Sunday, December 9, 2018

Favorite books of 2018

By my own count and that of goodreads.com, I didn't read as many books this year as last.  But I immersed myself in several of note.  Here's my list of favorites:
  • Enchantress of numbers - Jennifer Chiaverini.  The life of Ada Byron who some felt should get credit for inventing the computer along with Charles Babbage.
  • The watchmaker of Filigree Street - Natasha Pulley.   Confusing, engrossing Steampunk.
  • The secret diary of Hendrik Groen, age 83 1/4 years old.  Groen is a nom de plume but his life in a government-run nursing home in N. Amsterdam is very funny as well as sad.
  • Celine - Peter Heller.   Based on the author's mother, Celine is a 60+ private eye who finds lost people.  She and her steady, Maine native husband Pete set out to find a missing photographer who may have staged his own death.

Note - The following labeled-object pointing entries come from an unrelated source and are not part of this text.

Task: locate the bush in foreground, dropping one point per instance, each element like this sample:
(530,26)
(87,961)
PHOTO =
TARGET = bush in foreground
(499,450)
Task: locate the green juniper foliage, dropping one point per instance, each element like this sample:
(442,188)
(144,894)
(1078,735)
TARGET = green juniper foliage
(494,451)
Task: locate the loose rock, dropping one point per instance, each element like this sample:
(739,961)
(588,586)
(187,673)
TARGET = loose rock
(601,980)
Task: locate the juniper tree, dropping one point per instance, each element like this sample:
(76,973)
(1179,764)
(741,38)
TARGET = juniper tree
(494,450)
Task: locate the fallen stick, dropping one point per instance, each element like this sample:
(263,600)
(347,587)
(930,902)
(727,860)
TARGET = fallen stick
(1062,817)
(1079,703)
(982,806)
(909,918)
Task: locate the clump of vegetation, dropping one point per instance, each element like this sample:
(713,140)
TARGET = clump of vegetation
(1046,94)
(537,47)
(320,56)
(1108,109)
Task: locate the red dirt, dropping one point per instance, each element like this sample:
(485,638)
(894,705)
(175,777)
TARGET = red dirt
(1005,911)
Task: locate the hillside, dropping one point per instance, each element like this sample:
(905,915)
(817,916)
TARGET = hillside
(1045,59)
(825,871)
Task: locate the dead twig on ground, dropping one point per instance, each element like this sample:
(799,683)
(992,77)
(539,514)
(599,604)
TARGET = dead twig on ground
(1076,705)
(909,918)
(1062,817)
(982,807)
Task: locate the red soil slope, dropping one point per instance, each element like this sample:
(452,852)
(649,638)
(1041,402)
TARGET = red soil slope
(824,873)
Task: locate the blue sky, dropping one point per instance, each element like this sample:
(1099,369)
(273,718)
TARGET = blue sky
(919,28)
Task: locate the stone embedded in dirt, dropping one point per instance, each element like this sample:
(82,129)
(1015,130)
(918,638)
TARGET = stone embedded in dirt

  • The aviator's wife - Melanie Benjamin.  Fictionalized biography of Anne Morrow Lindbergh with, I'm told, lots of mistakes and fiction.  Still, it's very involving and quite a contrast to Reeve Lindbergh's Two Lives which I thoroughly enjoyed, too.
  • Tallgrass - Sandra Dallas.  This was a re-read for me and tells of life in and around the Amache Japanese Relocation Center outside Granada, CO, which we visited in the fall of 2017.  One of Dallas' best.
  • Heart Spring Mountain - Robin MacArthur.  Finalist for the VT Book Award, poetically written, and very involving story of a daughter searching for her addict mother after a major hurricane.
  • Lethal white - Robert Galbraith.  #4 in the Cormoran Strike series features Robin more than in the past in a long, complex story.  Excellent surprises throughout.
  • Shell game - Sara Paretsky.  Equally complex and involving installment in the VI Warshawski series.
  • The Kingdom of the blind - Louise Penny.  A completely different sort of story in the Armand Gamache series but just as fulfilling.  Penny's books are always well written and thoughtful, more about family and friendship than solving a mystery.
  • The woman at the window - AJ Finn.  This was a commercial success so I didn't want to like it, but I was swept away from almost the first page.    It's creepy and sad, and I still am not sure who the villain really was!
I can't say which was my favorite, but The woman at the window was the most surprising.  I guess I would have to choose Celine if I absolutely had to.  Heller's The dog stars was a favorite several years ago.